At Navana, we are at the forefront of developing Voice AI solutions tailored for Indic languages, driving growth and innovation for large enterprises.
We build real-time voice AI systems that power critical customer interactions for leading enterprises. Our stack is built for low-latency, high-throughput workloads and is deployed both in our cloud and on customer infrastructure.
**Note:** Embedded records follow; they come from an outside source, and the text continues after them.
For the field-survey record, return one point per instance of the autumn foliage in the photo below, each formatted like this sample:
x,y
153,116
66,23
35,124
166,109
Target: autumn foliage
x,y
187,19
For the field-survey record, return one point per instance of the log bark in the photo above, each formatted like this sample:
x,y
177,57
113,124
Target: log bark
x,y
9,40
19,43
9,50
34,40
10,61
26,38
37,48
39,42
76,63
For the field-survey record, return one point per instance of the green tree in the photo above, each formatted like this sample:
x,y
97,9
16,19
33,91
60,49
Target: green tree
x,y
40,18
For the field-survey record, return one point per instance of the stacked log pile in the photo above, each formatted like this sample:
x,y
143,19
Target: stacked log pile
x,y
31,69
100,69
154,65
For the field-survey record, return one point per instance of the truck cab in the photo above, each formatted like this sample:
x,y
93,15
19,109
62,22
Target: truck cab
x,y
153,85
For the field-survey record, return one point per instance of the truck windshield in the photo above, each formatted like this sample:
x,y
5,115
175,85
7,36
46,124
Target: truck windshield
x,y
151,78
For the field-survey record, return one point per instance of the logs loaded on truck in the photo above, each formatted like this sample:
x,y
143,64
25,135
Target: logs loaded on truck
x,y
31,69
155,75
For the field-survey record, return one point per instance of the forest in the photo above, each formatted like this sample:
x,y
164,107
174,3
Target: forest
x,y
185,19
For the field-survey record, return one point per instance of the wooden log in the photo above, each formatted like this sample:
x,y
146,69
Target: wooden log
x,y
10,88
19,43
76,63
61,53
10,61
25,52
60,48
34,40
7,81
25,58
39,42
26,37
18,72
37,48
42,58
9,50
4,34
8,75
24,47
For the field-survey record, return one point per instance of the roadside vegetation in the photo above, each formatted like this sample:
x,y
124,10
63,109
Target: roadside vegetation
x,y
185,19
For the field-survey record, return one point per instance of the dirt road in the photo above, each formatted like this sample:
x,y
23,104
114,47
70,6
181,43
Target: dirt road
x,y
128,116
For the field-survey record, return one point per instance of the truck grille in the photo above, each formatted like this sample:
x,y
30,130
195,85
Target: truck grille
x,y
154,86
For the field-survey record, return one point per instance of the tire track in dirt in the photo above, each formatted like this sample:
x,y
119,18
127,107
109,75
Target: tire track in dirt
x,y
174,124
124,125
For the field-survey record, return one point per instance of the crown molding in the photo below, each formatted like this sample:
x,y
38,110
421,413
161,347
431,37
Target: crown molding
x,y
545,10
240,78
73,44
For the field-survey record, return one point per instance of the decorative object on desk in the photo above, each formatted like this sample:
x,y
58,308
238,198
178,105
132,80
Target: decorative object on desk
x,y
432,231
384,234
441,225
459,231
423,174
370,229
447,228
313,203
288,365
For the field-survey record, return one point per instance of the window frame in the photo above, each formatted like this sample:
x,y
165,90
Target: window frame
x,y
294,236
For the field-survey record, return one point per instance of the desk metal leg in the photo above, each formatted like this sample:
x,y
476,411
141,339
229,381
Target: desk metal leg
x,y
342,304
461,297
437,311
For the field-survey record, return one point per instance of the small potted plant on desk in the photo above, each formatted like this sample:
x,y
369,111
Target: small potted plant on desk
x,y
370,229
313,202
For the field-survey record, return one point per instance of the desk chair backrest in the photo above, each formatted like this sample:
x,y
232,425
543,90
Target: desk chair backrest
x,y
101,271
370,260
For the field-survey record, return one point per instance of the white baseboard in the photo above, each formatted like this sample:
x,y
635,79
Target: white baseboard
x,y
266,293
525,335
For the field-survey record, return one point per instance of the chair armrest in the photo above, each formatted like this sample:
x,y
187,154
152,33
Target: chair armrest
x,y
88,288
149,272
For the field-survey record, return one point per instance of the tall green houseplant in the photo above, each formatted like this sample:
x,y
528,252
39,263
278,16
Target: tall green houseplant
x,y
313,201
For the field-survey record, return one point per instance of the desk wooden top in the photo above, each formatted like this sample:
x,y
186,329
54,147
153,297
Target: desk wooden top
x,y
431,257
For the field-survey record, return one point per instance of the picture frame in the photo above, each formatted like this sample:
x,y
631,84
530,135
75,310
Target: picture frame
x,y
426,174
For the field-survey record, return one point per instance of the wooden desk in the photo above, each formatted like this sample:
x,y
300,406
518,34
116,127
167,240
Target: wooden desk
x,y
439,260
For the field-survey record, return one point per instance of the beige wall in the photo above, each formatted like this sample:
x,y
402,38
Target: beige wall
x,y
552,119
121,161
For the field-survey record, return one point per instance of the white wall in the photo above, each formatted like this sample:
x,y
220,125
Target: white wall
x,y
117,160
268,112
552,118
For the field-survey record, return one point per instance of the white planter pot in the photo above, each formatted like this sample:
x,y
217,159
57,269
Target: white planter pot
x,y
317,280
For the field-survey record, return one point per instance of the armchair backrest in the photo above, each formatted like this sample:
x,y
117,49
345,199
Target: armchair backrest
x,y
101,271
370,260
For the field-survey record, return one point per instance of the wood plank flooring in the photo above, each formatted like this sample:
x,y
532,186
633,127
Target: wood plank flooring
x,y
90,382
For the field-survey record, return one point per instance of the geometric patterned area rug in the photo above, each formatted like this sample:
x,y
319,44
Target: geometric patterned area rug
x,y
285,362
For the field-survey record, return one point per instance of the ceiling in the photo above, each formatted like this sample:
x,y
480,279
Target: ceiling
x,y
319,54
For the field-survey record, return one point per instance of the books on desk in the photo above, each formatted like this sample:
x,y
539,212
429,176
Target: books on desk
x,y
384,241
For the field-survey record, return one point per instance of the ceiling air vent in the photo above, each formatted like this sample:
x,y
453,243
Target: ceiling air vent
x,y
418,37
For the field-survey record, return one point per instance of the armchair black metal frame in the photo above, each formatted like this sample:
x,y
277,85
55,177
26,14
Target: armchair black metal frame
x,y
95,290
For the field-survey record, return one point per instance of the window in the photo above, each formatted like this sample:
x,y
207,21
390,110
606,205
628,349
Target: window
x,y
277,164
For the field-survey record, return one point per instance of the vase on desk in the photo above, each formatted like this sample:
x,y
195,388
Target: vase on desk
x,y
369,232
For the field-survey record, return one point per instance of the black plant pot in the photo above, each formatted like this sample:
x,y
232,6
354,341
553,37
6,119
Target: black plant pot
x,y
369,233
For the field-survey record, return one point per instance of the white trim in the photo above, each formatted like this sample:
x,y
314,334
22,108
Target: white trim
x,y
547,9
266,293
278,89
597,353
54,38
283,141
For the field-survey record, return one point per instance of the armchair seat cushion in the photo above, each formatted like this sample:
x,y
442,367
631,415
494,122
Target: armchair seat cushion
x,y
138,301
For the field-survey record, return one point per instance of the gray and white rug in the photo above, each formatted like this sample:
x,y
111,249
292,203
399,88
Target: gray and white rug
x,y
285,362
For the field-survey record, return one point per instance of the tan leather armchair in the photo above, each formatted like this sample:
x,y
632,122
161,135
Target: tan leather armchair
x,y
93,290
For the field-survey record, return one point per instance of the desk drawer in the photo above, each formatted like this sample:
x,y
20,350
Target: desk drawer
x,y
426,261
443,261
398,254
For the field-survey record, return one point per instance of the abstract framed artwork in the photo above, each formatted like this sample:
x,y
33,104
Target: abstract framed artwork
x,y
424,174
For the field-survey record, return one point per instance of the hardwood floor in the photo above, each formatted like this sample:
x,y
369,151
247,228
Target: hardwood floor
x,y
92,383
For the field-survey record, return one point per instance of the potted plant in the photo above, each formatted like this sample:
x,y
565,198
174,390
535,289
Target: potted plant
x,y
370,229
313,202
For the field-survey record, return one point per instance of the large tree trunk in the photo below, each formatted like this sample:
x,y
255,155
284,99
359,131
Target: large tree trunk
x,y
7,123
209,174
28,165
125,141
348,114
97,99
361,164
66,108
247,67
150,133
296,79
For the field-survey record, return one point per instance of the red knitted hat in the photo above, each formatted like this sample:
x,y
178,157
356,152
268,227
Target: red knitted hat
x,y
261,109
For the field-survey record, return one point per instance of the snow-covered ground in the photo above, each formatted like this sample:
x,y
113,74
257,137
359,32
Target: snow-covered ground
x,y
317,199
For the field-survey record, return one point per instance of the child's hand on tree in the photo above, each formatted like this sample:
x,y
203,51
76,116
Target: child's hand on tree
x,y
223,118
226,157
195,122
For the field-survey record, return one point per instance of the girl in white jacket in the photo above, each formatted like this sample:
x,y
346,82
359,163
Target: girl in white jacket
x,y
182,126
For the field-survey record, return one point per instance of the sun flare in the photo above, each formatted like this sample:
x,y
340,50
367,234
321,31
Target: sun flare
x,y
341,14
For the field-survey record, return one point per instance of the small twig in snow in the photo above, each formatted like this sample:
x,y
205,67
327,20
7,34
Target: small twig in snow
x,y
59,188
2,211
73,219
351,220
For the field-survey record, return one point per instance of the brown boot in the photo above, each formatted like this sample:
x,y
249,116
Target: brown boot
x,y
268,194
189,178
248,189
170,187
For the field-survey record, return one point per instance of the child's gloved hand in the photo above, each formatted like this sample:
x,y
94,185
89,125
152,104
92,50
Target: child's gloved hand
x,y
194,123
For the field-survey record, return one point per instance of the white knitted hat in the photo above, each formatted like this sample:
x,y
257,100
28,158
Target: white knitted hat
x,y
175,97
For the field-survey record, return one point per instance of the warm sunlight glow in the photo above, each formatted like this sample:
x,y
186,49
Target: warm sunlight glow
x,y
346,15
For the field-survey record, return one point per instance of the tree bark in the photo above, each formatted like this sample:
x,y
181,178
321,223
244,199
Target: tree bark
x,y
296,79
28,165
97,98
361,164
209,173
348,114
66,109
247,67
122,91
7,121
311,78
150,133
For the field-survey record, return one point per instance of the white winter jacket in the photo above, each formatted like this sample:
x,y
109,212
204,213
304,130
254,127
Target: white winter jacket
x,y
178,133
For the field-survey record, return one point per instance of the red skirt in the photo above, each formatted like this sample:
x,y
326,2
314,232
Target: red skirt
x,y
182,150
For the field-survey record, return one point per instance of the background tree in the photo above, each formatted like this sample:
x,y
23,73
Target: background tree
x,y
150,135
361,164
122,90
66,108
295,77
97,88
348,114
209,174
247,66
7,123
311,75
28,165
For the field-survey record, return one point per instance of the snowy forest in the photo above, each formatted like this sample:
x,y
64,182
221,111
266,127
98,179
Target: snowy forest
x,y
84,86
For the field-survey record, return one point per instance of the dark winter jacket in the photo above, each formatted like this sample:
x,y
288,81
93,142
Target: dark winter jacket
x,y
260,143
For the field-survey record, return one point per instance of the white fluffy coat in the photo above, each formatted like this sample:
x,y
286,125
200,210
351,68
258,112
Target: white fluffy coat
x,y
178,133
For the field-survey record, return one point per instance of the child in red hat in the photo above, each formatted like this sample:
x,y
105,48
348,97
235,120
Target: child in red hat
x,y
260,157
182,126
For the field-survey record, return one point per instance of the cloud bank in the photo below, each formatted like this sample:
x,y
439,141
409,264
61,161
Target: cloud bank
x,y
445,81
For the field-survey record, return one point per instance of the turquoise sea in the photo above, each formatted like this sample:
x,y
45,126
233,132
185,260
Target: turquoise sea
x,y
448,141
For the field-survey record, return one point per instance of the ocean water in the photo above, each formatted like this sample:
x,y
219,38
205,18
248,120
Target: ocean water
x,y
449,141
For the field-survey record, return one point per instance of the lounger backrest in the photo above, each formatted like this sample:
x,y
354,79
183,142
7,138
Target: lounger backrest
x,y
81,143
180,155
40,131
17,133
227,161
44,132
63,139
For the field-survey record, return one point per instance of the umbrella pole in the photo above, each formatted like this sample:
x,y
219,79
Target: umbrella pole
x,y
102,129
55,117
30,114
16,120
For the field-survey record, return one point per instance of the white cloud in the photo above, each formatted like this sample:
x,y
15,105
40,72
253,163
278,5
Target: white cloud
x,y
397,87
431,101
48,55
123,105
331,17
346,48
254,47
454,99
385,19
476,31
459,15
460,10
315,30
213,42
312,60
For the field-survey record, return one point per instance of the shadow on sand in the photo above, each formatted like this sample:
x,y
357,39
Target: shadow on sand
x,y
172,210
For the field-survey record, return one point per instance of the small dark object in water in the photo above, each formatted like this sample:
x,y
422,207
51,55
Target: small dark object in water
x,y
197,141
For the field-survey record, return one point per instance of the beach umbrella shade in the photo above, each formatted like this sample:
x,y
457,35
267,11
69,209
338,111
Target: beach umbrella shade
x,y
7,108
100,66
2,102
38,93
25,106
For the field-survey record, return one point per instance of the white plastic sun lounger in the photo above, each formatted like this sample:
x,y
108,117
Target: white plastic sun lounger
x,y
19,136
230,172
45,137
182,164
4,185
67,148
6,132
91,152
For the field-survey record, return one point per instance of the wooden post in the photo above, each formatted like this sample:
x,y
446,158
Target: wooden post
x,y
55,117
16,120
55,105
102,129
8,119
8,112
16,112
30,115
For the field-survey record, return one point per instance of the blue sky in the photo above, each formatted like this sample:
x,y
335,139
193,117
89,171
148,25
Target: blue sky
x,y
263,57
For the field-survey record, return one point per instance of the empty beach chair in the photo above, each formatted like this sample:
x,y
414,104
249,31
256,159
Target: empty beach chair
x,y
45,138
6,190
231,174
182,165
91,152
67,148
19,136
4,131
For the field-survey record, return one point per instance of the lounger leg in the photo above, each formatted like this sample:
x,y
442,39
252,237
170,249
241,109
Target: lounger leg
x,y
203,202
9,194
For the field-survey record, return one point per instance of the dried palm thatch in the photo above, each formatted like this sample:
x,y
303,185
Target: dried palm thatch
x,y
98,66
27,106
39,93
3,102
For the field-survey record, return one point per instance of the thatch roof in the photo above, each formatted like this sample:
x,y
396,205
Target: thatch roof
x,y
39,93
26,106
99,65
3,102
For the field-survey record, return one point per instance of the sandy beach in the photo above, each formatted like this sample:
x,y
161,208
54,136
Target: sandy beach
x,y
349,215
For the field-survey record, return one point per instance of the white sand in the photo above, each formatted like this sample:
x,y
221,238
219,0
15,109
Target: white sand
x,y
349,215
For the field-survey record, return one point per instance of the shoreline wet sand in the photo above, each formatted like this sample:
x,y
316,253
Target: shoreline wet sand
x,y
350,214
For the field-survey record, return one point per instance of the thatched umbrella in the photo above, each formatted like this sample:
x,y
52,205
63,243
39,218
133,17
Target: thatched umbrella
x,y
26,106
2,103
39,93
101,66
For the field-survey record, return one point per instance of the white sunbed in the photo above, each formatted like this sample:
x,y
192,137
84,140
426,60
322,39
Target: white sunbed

As we scale, we are investing in the platform that our Speech and Language models (STT, TTS, and SLMs) train on, deploy through, and run on in production.
Core Responsibilities
- Build the MLOps stack from the ground up - experiment tracking, model registry, pipeline orchestration, artifact management, and data/model versioning.
- Evaluate and select tooling across categories (e.g., MLflow / W&B, Kubeflow / Argo Workflows / Airflow, DVC / LakeFS) and own the implementation.
- Design training pipelines that run reliably across hyperscalers (AWS / GCP / Azure) and neo-cloud GPU providers.
- Productionize and optimize STT, TTS, and SLM inference in customer on-prem environments, within tight latency budgets and on constrained hardware.
- Own GPU infrastructure end to end - drivers, CUDA, MIG partitioning, and mixed-GPU scheduling.
- Establish the MLOps practices that the rest of the company will build on.
Must-Have Qualifications
- Demonstrated DevOps, SRE, or MLOps skills equivalent to 2-4 years of experience, with at least one ML system shipped to production.
- Strong Linux fundamentals and solid networking basics.
- Real depth with at least one hyperscaler (AWS, GCP, or Azure).
- Strong in Python and Bash, and comfortable with Docker, Kubernetes, and Git.
- Basic infrastructure-as-code experience with Terraform and/or Ansible.
- Familiarity with the MLOps lifecycle in a real setting with hands-on with one or more MLOps tools.
Nice-to-Have
- Experience tuning model serving stacks under latency constraints (Triton, vLLM, Ray Serve).